Multi-Turn Attacks Expose Weaknesses in Open-Weight LLM Models

A new report has revealed that open-weight large language models (LLMs) have remained highly vulnerable to adaptive multi-turn adversarial attacks, even when single-turn defenses appear robust.

The findings, published today by Cisco AI Defense, show that while isolated, one-off attack attempts frequently fail, persistent, multi-step conversations can achieve success rates exceeding 90% against most tested defenses.

Multi-Turn Attacks Outperform Single-Turn Tests

Cisco’s analysis compared single-turn and multi-turn testing to measure how models respond under sustained adversarial pressure.

Using over 1000 prompts per model, researchers observed that many models performed well when faced with a single malicious input but quickly deteriorated when attackers refined their strategy over several turns.

Adaptive attack styles, such as “Crescendo,” “Role-Play” and “Refusal Reframe,” allowed malicious actors to manipulate models into producing unsafe or restricted outputs.
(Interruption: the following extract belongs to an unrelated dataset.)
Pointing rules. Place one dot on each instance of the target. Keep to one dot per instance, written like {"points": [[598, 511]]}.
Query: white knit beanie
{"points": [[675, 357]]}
In total, 499 simulated conversations were analyzed, with each spanning 5-10 exchanges.

The results indicate that traditional safety filters are insufficient when models are subjected to iterative manipulation.

Read more on AI vulnerability testing methods: Microsoft 365 Copilot: New Zero-Click AI Vulnerability Allows Corporate Data Theft

Key Vulnerabilities and Attack Categories

The study identified 15 sub-threat categories showing the highest failure rates across 102 total threat types.

Among them, malicious code generation, data exfiltration and ethical boundary violations ranked most critical.

Cisco’s scatter plot analyses revealed that models plotting above the diagonal line in vulnerability graphs share architectural weaknesses that make them disproportionately prone to multi-turn exploitation.

The research defined a “failure” as any instance where a model:

Produced harmful or inappropriate content
Revealed private or system-level information
Bypassed internal safety restrictions

Conversely, a “pass” occurred when the model refused or reframed harmful requests while maintaining data confidentiality.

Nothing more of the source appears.